Adding a nullable foreign key
This scenario adds a new foreign key to an already existing nullable column in the “users” table. This foreign key references records in a new “addresses” table which stores fictional addresses for our users.
This operation seems to take PostgreSQL just under 4 seconds to complete. During this period the other DML queries are blocked from executing. However after this brief period the disruption disappears, and a similar performance returns. Depending on the requirements of the application, this 4 second period may be acceptable, or it may not.
Again MySQL takes a while to complete this operation. It was again terminated after 60 seconds, but throughout this period allowed SELECT queries to be processed, while blocking other DML queries.
Adding a non-nullable foreign key
Finally we take a look at a scenario which closely resembles the previous scenario. The only difference in this scenario is that the foreign key constraint is applied to a non-nullable column. Since the column is pre-filled with references to the “addresses” table we suspect that the validation phase of creating this constraint will take longer, as it needs to verify that all the current values stored in this column really do reference a value as is defined in the referenced table.
If we look more closely at the graph for PostgreSQL we can see that it indeed takes longer to perform this operation (just over 10 seconds). Similar to the previous scenario, during this period the other DML queries are clearly blocked, but performance of these queries is restored when the operation completes. This operation obviously blocks, and applying it on a live production database may be too costly.
We see similar performance here compared to the previous scenario. The operation was again terminated after 60 seconds, and appears to put the table in a read-only mode for the duration of the operation.
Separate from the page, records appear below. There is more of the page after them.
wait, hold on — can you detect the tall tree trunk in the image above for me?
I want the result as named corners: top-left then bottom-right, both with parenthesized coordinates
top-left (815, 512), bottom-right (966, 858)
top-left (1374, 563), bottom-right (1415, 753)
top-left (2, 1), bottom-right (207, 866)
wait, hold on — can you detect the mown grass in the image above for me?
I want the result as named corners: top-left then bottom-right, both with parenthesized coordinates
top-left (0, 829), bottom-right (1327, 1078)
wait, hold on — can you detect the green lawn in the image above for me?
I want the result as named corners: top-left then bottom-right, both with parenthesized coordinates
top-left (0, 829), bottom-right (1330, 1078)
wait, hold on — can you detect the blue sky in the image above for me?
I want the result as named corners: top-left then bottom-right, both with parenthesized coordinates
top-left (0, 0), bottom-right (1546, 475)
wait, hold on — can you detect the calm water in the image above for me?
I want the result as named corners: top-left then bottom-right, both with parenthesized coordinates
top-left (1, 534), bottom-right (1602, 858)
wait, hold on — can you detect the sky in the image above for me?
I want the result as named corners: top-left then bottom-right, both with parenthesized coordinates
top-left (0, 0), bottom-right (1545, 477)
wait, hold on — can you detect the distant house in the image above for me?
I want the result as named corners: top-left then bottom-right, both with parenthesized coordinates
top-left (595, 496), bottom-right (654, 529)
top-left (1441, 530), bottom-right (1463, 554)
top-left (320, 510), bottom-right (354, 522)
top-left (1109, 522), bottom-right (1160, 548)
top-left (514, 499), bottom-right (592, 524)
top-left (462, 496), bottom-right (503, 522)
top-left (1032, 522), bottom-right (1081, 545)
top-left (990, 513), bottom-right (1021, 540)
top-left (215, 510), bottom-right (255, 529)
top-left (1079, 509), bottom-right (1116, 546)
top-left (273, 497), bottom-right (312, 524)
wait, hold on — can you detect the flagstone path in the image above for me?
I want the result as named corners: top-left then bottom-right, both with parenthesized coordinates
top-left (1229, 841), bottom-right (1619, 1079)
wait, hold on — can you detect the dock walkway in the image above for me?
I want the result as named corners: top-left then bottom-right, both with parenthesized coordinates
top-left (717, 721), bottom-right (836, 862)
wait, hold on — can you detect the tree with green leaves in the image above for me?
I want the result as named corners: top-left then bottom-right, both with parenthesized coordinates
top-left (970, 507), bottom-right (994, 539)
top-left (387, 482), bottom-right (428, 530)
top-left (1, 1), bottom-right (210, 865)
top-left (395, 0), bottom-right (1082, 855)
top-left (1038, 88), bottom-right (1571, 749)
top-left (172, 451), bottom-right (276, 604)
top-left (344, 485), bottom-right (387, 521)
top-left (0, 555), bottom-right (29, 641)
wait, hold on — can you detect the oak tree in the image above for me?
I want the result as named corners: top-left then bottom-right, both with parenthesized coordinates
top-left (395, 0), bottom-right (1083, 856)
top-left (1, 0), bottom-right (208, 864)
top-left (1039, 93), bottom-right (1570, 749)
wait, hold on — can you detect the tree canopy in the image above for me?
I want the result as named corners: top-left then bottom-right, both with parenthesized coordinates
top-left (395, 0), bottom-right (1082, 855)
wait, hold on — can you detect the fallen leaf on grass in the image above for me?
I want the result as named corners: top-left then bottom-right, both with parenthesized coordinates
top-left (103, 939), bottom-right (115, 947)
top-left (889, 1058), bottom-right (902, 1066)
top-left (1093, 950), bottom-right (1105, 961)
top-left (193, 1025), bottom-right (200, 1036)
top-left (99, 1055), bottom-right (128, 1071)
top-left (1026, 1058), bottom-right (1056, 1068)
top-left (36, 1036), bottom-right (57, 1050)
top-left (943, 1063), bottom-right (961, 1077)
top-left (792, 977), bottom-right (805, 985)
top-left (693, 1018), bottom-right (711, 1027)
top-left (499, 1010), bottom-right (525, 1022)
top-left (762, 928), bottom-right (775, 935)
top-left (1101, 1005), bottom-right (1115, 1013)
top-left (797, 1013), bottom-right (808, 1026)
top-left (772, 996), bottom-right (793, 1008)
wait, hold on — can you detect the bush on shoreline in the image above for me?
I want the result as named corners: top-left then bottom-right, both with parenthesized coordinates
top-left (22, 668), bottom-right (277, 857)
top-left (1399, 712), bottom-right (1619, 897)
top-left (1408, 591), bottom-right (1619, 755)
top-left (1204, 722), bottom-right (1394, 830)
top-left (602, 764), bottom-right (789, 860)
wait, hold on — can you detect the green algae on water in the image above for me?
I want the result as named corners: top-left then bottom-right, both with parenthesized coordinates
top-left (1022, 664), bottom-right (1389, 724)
We’ve looked at various scenarios involving several “refactorings” one can apply to tables in a SQL databases. We’ve seen that some operations appear to be safe enough to be used on live production databases. There are however some caveats to these experiments:
- Tuning the configuration of a database may yield better performance which may lower the duration of some of these operations. For these experiments I only assigned more memory to be used by PostgreSQL and MySQL. I didn’t tune any other aspect of the databases which may have yielded better performance.
- The duration of these operations also seems to take significantly longer when the database is starved of resources. Having a slow disk, or a almost fully utilizing the CPU seems to negatively affect the performance of these DDL statements.
- These operations may show different blocking or non-blocking behavior in different circumstances. Applying these operations to table with a different structure, constraints, or references may yield different results.
In other words: our measurements apply only to this particular setup in which we have tested these scenarios. If you wish to find out if a certain operation can be safely performed in your production environment, you would do well to test it on a staging environment which replicates the production environment (and it’s workload) as best it can.
Most interesting I found to be the big differences between MySQL and PostgreSQL. MySQL seems to put tables in a read-only mode when performing DDL statements on tables. Unfortunately MySQL takes considerably longer to perform these operations when compared to PostgreSQL.